Inspiration for the Inman?

By Thom Van Vleck

In Indonesia, men walk down into Mount Ijen, an active volcano, to haul out sulfur. They will carry an average of 100kg out for several kilometers as a way to make a living.

One of the most diabolical lifts in the USAWA is the Inman Mile.  It’s so different you have to wonder where Jerry Inman came up with the idea for this! Let’s review the rules:

D17.  Inman Mile
The lifter will take a bar onto the shoulders with a weight equal to 150 per cent of the lifter’s bodyweight. The lifter will then carry this weight a distance of one mile.
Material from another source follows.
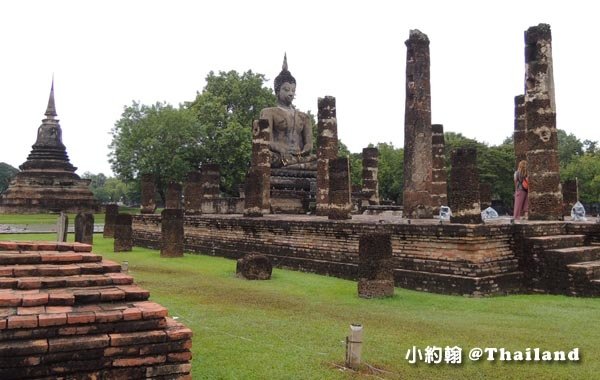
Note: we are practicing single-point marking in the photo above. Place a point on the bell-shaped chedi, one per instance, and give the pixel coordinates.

Gait is optional.  Stopping to rest is allowed, but neither the lifter nor the weight may be supported in any manner.  The bar must not be touched by any assistants once the mile has begun or it will be a disqualification. The bar must stay on the back the entire mile. The lifter may be handed refreshments during the mile. Records will be kept for time.

It’s different to say the least.  I often wonder where someone could have come up with such a test of strength and I have even questioned if this is more endurance than strength.

The other day I was watching a travel show.  I enjoy seeing different parts of the world.  In this one they were talking about men in Indonesia who go down into and active volcano called Mount Ijen.  They load up baskets with sulfur and haul them up and out of the volcano.  They make it a point to spend as little time as possible in the volcano because of poisonous gas so usually once they are loaded they beat a hasty path out!  They claimed they would not rest until they got out of the volcano and this was “well over a kilometer”.  Their loads average around 100kg or 220lbs.  I would estimate these men weigh in the neighborhood of 150lbs on average.  The should some of them with their shirts off and they had unbelievable trap development, I assume from letting the weight ride on the shoulders.

It got me to thinking…..was this the inspiration for the Inman mile?  Maybe someone can tell me what it is and while this likely is not…you can certainly see where it could be!   If it is, I’m glad they didn’t include dodging poisonous gas and it being all uphill in the rules….this seems hard enough!  I think this lift is safe from any records from me but I’d like to see it done.